In HMS Resolution and accompanied by HMS Adventure, Cook made the first landing, survey and mapping of South Georgia. As mandated by the Admiralty, on 17 January 1775 he took possession for Britain and renamed the island "Isle of Georgia" for King George III. German naturalist Georg Forster, who accompanied Cook during their landings in three separate places at Possession Bay on that day, wrote:

"Here Captain Cook displayed the British flag, and performed the ceremony of taking possession of those barren rocks, in the name of his Britannic Majesty, and his heirs forever. A volley of two or three muskets was fired into the air."
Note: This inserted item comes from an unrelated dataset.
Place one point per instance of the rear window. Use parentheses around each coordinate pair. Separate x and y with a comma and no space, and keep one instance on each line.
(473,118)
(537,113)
Cook himself wrote in his log:

"The head of the Bay... was terminated by a huge Mass of Snow and ice of vast extent, it shewed a perpendicular clift of considerable height, just like the side or face of an ice isle; pieces were continually breaking from them and floating out to sea. A great fall happened while we were in the Bay; it made a noise like Cannon. The inner parts of the Country was not less savage and horrible... the wild rocks raised their lofty summits until they were lost in the clouds, and the valleys lay buried in everlasting snow. Not a tree was to be seen nor a shrub even big enough to make a tooth-pick."